17 Settembre 2019

Santa Cesarea Terme. (Puglia)

By on 23 Novembre 2008 0 1151 Views

estate mare Santa Cesarea Terme  PugliaSanta Cesarea Terme è un comune che si affaccia sullo zoccolo della nostra bella Italia, baciata dal mare ed abitata da 3110 abitanti. In provincia di Lecce, la sua costa lunga 16 Km, è caratterizzata dalla presenza di affascinanti scogliere a picco sul mare alte e selvagge, impraticabili in alcune zone, costellate da grotte che possiedono custodita al loro interno una antichissima storia. Da visitare assolutamente le quattro principali della zona, la Gattulla, la Fatida, la Solfatara e la Grotta Grande. Al loro interno queste grotte ospitano sorgenti idroterapiche. Le acque possiedono una temperatura di circa 30° e sul fondo si accumulano fanghi che possiedono degli effetti particolarmente benefici. Non troppo distante dal centro di Santa Cesarea si trova altra grotta che possiede un forte interesse storico. E’ nota come Grotta dei Cervi. In questa cavità naturale nel 1970 sono stati ritrovati complessi di pitture parietali rupestri preistoriche. Si ritiene risalgano al 4500-6000 a.C e si tratta del complesso più importante d’Europa.

Dimora di importanti specie animali e vegetali, parte del territorio di Santa Cesarea è entrato a far parte nel 2006 del Parco Costa Otranto, istituito dalla Regione allo scopo di salvaguardare la costa.
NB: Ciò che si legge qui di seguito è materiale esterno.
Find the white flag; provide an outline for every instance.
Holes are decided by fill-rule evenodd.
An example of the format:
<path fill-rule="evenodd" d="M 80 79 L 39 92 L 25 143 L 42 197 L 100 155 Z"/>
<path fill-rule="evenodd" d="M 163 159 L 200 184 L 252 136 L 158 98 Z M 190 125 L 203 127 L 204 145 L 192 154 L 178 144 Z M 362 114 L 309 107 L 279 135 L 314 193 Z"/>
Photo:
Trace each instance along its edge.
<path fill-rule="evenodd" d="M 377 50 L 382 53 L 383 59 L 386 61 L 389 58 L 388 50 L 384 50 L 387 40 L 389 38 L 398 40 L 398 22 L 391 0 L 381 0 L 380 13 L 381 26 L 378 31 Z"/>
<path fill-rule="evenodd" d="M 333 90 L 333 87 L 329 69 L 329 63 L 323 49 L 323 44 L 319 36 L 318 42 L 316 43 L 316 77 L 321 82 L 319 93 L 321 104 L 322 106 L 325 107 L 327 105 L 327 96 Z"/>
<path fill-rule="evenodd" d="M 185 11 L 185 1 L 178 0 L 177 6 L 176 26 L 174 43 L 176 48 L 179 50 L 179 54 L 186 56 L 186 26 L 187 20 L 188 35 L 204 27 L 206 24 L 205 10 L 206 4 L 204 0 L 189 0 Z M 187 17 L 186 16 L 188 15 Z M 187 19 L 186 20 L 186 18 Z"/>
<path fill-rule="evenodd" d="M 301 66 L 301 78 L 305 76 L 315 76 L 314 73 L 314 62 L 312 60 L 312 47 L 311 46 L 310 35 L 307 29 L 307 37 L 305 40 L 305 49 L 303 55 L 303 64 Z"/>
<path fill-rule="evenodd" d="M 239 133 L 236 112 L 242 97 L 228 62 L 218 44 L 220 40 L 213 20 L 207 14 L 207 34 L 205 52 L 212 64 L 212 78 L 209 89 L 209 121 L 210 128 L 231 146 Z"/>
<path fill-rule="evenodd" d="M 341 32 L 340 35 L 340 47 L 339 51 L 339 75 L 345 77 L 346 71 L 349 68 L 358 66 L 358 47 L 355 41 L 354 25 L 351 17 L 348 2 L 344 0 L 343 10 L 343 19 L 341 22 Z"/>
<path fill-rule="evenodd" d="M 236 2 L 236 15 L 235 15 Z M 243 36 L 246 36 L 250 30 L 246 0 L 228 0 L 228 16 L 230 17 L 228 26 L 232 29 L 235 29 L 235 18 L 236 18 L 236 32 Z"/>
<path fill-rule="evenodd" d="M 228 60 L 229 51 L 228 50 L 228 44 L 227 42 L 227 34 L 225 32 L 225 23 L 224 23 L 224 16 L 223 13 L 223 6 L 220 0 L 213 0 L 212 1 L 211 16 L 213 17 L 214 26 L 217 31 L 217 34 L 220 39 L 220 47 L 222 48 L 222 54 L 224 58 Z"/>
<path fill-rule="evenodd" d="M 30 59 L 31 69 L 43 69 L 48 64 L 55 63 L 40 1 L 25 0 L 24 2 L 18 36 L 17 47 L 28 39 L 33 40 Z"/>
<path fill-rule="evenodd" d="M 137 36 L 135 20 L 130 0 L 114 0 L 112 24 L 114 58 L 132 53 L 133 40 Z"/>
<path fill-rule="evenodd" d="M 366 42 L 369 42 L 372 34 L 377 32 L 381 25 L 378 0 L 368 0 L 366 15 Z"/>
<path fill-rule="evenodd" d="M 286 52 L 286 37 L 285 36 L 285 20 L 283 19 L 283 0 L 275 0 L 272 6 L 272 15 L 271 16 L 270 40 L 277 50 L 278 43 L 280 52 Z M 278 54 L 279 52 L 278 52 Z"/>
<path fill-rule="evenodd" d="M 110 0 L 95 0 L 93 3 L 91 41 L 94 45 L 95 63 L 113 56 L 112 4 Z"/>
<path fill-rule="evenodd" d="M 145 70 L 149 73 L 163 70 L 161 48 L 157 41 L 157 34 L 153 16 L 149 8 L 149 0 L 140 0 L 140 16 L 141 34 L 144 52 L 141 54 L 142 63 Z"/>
Oltre che per le meraviglie che il mare regala, Santa Cesarea è meta ambita dai turisti per la presenza nel suo territorio, delle già nominate acque che possiedono grande potenziale terapeutico. Acque salsoiodiche e sulfuree le cui proprietà curative erano già note ai tempi di Aristotele e Strabone. Abitata fin dalla più remota antichità, fu dimora fra gli altri dei cretesi, che vennero successivamente cacciati dall’arrivo di popolazioni barbariche. Diverse sono le leggende che si connettono con il borgo. Per prima citeremo la leggenda della santa che pare abbia dato nome alla zona, Cisaria. Si racconta che la giovinetta, in fuga dal padre mosso da intenti incestuosi, si nascose in una delle tante grotte che costellano la zona. Quando il genitore la trovò questo venne arso vivo da una vampata di zolfo.
Il monte di aprì inghiottendo la santa che venne in questo modo per sempre salvata nella sua purezza. In quel punto sarebbe nata una sorgente d’acque che mantenevano la purezza della ragazza e che avevano come proprietà principale quella di guarire i sofferenti. Altra leggenda racconta di Ercole che uccisi i giganti Leuterni, li trucidò. Dai loro corpi nacquero delle sorgenti sulfuree.

La calma antica che si respira nella zona ha probabilmente indotto, tra la fine dell’ 800 e inizi del 900 facoltosi salentini a realizzare ville lussuose e stravaganti che ancora danno bella mostra di se.

Santa Cesarea consente una vacanza a tutto tondo. Va incontro a chi cerca una vacanza votata al relax ed al benessere, a chi è alla ricerca di un pulito e splendido mare, garantisce divertimento agli sportivi ed ai più giovani. Questa sua polivalenza l’ha resa, negli ultimi decenni, una fra le principali mete turistiche estive.